AUC, or Area Under the ROC Curve, is a metric that simultaneously considers true positive and false positive proportions, offering a step beyond ROC analysis (Bowers and Zhou 2019). It provides a single, summary measure of overall classification performance and is calculated using integral calculus (see Equation 1). What makes ROC AUC analysis more empirical is that it allows for the comparison of different AUC scores using the DeLong test. For continuous variables, the difference between two AUC values can be tested for statistical significance by calculating the z-score of the difference and comparing it to the standard normal distribution to obtain a p-value (Hanley and McNeil 1982). This determines whether the observed difference in AUC values is statistically significant (see Equation 2). Comparisons of AUC values for non-continuous variables can be achieved using Equation 3 (Bowers and Zhou 2019).
Equation 1: \(AUC = \int_{0}^{1} f(x) \, dx\)
Equation 2: \(z = \frac{AUC_1 - AUC_2}{\sqrt{SE^2_{AUC_1} + SE^2_{AUC_2} - 2r \cdot SE_{AUC_1} \cdot SE_{AUC_2}}}\)
Equation 3: \((\hat{AUC} - AUC) X' \left[ X \left( \frac{1}{p} v_{10} + \frac{1}{q} v_{01} \right) X' \right]^{-1} X (\hat{AUC} - AUC)'\)
In classification trees, Gini Impurity and Entropy are two key
metrics used to evaluate the quality of splits by measuring the “purity”
of a node.
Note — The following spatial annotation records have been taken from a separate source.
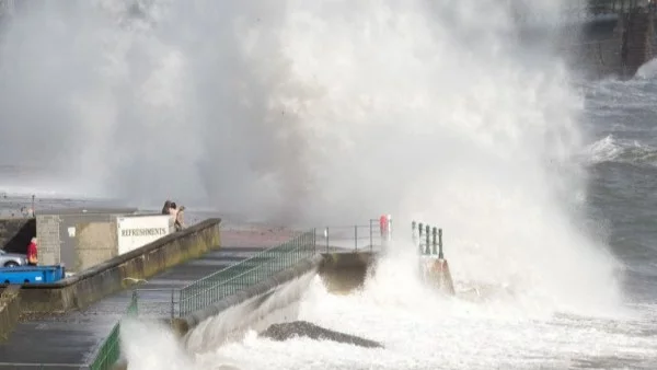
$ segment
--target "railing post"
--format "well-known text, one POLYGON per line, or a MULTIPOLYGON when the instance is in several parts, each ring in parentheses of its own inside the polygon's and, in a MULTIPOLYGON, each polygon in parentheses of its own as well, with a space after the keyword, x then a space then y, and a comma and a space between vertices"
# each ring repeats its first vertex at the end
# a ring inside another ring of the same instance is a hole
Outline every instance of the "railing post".
POLYGON ((418 235, 417 235, 417 246, 419 247, 419 254, 424 254, 425 251, 422 247, 422 236, 423 236, 423 232, 424 232, 424 224, 422 222, 419 222, 417 224, 417 231, 418 231, 418 235))
POLYGON ((411 238, 413 239, 413 244, 415 244, 415 246, 417 246, 417 235, 415 232, 415 228, 417 228, 417 224, 415 223, 415 221, 411 222, 411 238))
POLYGON ((318 229, 312 229, 312 254, 318 254, 318 229))
POLYGON ((431 228, 427 224, 426 229, 425 229, 425 236, 427 238, 427 244, 426 244, 426 253, 427 254, 431 254, 431 242, 429 240, 429 238, 431 236, 431 228))
POLYGON ((443 257, 442 257, 442 229, 438 229, 438 258, 443 259, 443 257))
POLYGON ((372 234, 372 219, 370 219, 370 252, 372 252, 372 248, 374 247, 373 238, 374 235, 372 234))
POLYGON ((436 251, 436 246, 438 244, 438 242, 436 241, 436 236, 438 236, 438 229, 434 228, 434 230, 431 230, 431 231, 433 231, 433 236, 434 236, 433 240, 431 240, 431 244, 434 246, 434 250, 431 251, 431 254, 436 255, 436 254, 438 254, 438 251, 436 251))

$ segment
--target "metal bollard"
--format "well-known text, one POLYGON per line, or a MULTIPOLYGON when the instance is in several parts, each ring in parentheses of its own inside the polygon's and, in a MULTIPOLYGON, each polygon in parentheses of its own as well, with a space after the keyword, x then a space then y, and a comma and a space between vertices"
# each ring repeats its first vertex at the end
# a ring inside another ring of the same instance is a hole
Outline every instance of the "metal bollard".
POLYGON ((426 254, 431 254, 431 242, 429 240, 429 238, 431 236, 431 228, 427 224, 426 226, 426 233, 425 236, 427 238, 427 244, 426 244, 426 254))
POLYGON ((424 254, 424 250, 422 247, 422 236, 423 236, 424 226, 422 222, 417 224, 417 247, 419 248, 419 254, 424 254))
POLYGON ((438 243, 437 243, 437 241, 436 241, 436 236, 438 235, 438 229, 437 229, 437 228, 434 228, 434 230, 431 230, 431 231, 433 231, 433 233, 431 233, 431 234, 433 234, 433 236, 434 236, 434 238, 433 238, 433 240, 431 240, 431 244, 433 244, 433 246, 434 246, 434 250, 431 251, 431 254, 433 254, 433 255, 436 255, 436 254, 438 254, 438 251, 436 251, 436 246, 437 246, 437 244, 438 244, 438 243))
POLYGON ((442 256, 442 229, 438 229, 438 258, 443 259, 443 256, 442 256))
Gini Impurity calculates the probability of misclassifying a
randomly chosen sample, favoring splits that minimize this impurity (see
Equation 4; Bulut & Desjardins, 2021). Entropy, on the other hand,
measures the level of disorder or uncertainty in a node (see Equation 5;
Bulut & Desjardins, 2021). In both equations, p means
the proportion of samples in class i.
Equation 4: \(Gini = 1 - ∑(p_i^2)\)
Equation 5: \(Entropy = - ∑(p_i * log₂(p_i))\)
We expect to identify the predictive accuracy of all variables related to teacher turnover using ROC curves and AUC scores. Based on the results, we will prioritize predictors with the highest accuracy and significance for further analysis. These selected predictors will be used to construct classification trees. We anticipate that the resulting trees will not only achieve high accuracy in predicting teacher turnover but also highlight the most influential factors and their hierarchical relationships. This approach aims to uncover actionable insights into the key drivers of teacher turnover, facilitating the development of targeted interventions and policy recommendations.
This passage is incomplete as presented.